State and Federal authorities are working out disaster mitigations for the affected fishermen. The Federal government only approved two million dollars so the state has stepped in to make life a little better for the fishermen. Studies are under way to determine the toxicity levels of sediment trapped behind the ams. There is little historical mining or industry in the areas and the main source may be relatively benign agricultural runoff. Then there is the sheer volume of sediment that would have to be removed and put somewhere. If it is clean it may even be an asset to someone.
Several years of improving runs in the Mattole indicate that better land use practices can slowly improve the runs without massive gains in spawning grounds as the existing habitat grows back into shape. Numbers in the mattole have gone from in the dozens to approximately one third of the historic average of ten thousand chinook (king) and five thousand coho (silver) salmon, about 3500 and 1500 respectively.
It is to be hoped we will see a difference in the Eel as well, but there we have the introduced predator in the Sacramento squawfish, or pike minnow. While there is a fishing derby for the fish in the lower Eel, there is a bounty on it in Oregon. Mendocino County also has some kind of program I will look into further for benefit of my readers. A good suggestion would be free fishing, a bounty, and shifting habitat away from thiiiiiie squawfishesd preferences and nack to salmonid- basically colder water via higher volumes and more shade. It aslso is interesting that the namesake river of the fish has had an outstanding year as has the Colombia where there are enough of them to warrant a bounty.
In the grand scheme of things, improved water quaslity is directly tied to the amount of carbon the landscape is taking in. Humboldt County demonstrates this because the Douglas fir regions have been in flux since the advent of tractor logging. Steepness and extreme weather combined with seasonal precipitation demands water storage in the biologically reachable parts of the watershed to maintain the kind of healthy fisheries found here. Regular precipitation and humdreds of years of land use in the East have altered the perception of native habitats with the most serious consequence being regular flooding, which few tie to lack of sufficient vegetation. Rising summer temperatures and coastal flooding herald global warming as well. Nevertheless the widespread damage this week indicates all is not well in many watersheds with runoff wreaking havoc along every creek and river. The need for big trees is clear as is mitigations for slowing runoff. Another idea is to sell it to Vegas. They pipe everything else around. Similar to the water bag project, it should be on a contingency basis rather than a contract basis, that is. sell it when you have enough to sell without making promises that can't be kept in dry times.

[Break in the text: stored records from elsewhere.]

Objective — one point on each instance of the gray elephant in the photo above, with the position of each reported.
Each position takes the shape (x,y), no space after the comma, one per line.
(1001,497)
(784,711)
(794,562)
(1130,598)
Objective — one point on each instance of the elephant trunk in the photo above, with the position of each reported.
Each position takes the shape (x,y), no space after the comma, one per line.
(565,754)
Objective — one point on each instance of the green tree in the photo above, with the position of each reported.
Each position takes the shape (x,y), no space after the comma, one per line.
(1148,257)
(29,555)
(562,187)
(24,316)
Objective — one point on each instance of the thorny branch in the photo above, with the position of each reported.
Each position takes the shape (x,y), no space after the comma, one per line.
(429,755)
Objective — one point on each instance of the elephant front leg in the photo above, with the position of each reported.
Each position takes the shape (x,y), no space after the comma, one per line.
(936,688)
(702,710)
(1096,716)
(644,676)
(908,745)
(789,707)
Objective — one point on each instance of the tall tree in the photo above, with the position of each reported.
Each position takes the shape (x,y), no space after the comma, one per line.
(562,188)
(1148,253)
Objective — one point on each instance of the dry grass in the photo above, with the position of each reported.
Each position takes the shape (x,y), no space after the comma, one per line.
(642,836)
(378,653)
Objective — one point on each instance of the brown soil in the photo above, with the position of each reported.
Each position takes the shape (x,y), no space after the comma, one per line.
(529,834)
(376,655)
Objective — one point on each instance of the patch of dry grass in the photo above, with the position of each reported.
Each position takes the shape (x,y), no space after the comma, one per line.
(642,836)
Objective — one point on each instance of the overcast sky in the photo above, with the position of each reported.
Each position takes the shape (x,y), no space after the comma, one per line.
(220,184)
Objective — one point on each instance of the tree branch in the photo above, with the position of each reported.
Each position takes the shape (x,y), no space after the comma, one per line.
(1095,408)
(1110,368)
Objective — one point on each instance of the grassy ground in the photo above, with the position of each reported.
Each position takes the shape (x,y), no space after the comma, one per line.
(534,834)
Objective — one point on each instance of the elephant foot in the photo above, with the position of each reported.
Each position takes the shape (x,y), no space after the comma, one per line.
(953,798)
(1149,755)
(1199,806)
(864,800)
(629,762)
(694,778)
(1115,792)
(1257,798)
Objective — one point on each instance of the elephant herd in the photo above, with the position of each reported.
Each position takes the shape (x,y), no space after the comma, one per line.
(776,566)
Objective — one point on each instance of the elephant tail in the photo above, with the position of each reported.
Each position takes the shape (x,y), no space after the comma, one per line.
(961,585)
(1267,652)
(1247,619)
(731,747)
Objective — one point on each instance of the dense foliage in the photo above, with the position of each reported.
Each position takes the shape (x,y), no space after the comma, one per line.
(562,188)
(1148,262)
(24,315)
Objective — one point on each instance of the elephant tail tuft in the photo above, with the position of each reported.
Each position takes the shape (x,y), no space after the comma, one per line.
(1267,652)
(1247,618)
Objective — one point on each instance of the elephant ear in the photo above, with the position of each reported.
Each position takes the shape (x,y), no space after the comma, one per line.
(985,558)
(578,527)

This blog is pointing to the future and we are happy people are at least beginning to think inthese terms. Our initial premise stated in article four, Our Shrinking Watersheds has been greatly clarified by two years of reading and writing on these possibilities, and we are seeing great progress on some fronts and complete failure to understand on others. The direct connection between carbon dioxide storage and fisheries still seems beyond the reach of many, yet it is an issue whose time has come.